Note on Negation Invariance: To fix negation consistency (understanding “worse” vs “better”), the researchers had to explicitly include negated examples in the training data (the “REPAIR-ed data + Neg.” row). This boosted the negation score from 60.8% to 87.9%.

Impact on Real-World Algorithms

Finally, the researchers asked: “Does this actually help us sort things?”

They used an algorithm called PairS, which uses an LLM to sort a list of items (like a Bubble Sort or Merge Sort). Standard LLMs struggle here because if they are intransitive (\(A>B, B>C, C>A\)), the sorting algorithm runs in circles or produces the wrong order.

Table showing performance on the PairS sorting algorithm.

Table 4 demonstrates that models with higher transitivity (like the REPAIR-ed models) perform significantly better at sorting tasks.

An interesting finding here involves calibration. Usually, engineers have to run “calibration” passes (asking the model twice, swapping the order A-B then B-A) to average out bias. This doubles the cost and time of inference. The results show that highly commutative models (those fixed by REPAIR) don’t need this calibration. They get the right answer the first time, making them twice as efficient.

Conclusion

The “black box” nature of Large Language Models often gives them a free pass on logic. We are impressed by their prose and overlook their reasoning flaws. But as we move from using LLMs as chatbots to using them as decision-making agents, logical consistency becomes non-negotiable.

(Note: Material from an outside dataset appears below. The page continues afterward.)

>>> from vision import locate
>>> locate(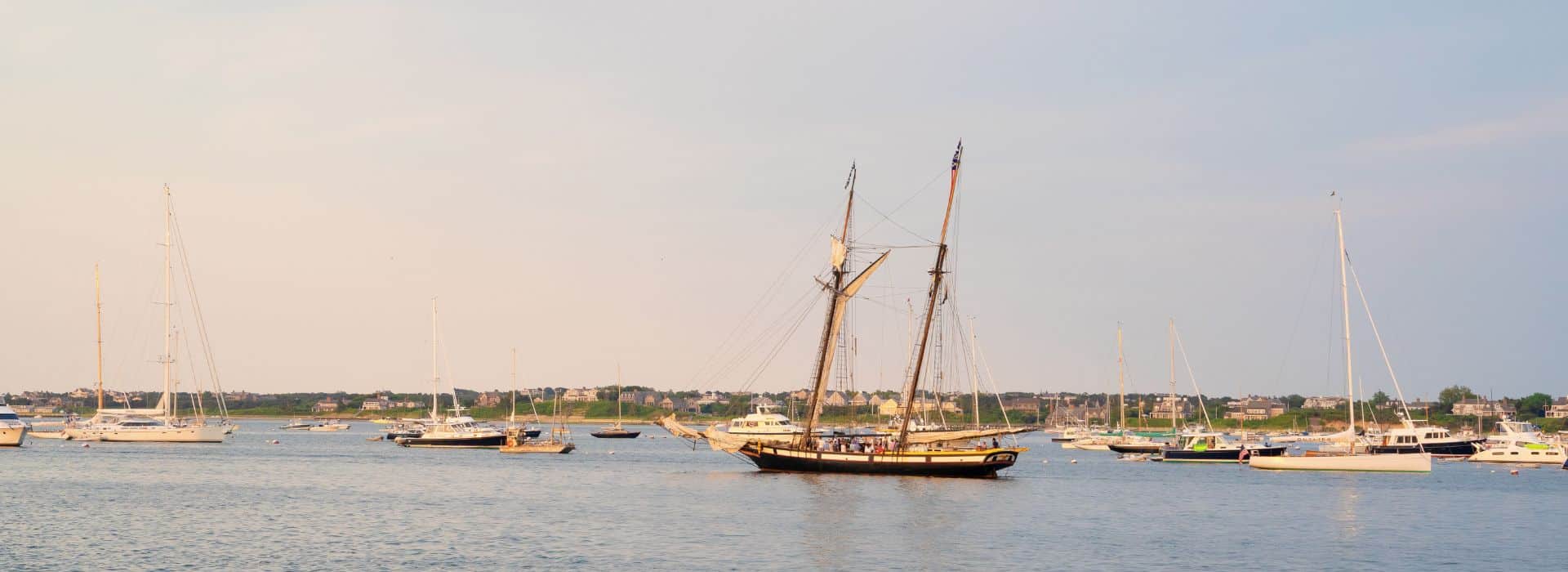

This paper provides a roadmap for that transition. It teaches us three key lessons:

  1. Measurement is feasible: We can mathematically quantify how “confused” a model is using Transitivity, Commutativity, and Negation Invariance.
  2. Human data is the bottleneck: Training directly on noisy human feedback teaches models to be inconsistent.
  3. Logic can be induced: By refining data through ranking algorithms like REPAIR, we can create training sets that force models to adhere to the laws of logic without sacrificing their alignment with human intent.

The future of reliable AI isn’t just about bigger models; it’s about models that don’t contradict themselves. With frameworks like REPAIR, we are one step closer to AI that logic—not just language—can rely on.